Manage Your Strategic Plan’s Performance with a Scorecard - dummies

Manage Your Strategic Plan’s Performance with a Scorecard

By Erica Olsen

After you’ve researched, developed, and assembled your strategic plan, you’ve reached the point where you can actually operationalize and give your plan life. Remember that C-level leaders and board of directors expect your strategy to be well thought out, concise, persuasive, and easy to understand in just a few presentation slides.

Keep in mind that less is more as you write your strategy. Leaders and directors are looking for whether you have the skill to implement the strategy, not how deep you can get into the specifics.

Your corporate scorecard is a tool to help you monitor the progress of your business and your strategic plan. A scorecard consists of goals, measures, and targets. Goals are desired outcomes. You gauge the progress toward attaining a goal by one or more measures. Goals have causal relationships — one action causes another outcome. If you’ve established SMART goals, you can more easily pull out or delineate the measures you need to track.

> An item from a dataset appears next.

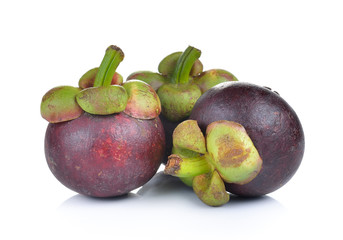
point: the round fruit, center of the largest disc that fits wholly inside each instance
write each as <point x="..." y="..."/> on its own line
<point x="104" y="156"/>
<point x="270" y="122"/>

A scorecard goal consists of two pieces:

  • Measure: A measure is an end point. It’s an explanation (word text) of what you want to achieve. Measures are also the indicators of how a business is performing relative to its goals and whether the overall strategy has been accomplished. For every goal, you should track at least one measure that tells you how you’re progressing toward achieving the desired outcome.

  • Target: Targets quantify (numeric) the outcome measures. Target measures are the specific numbers you need to hit in order to achieve your goal and can be expressed in weekly, monthly, or annual figures.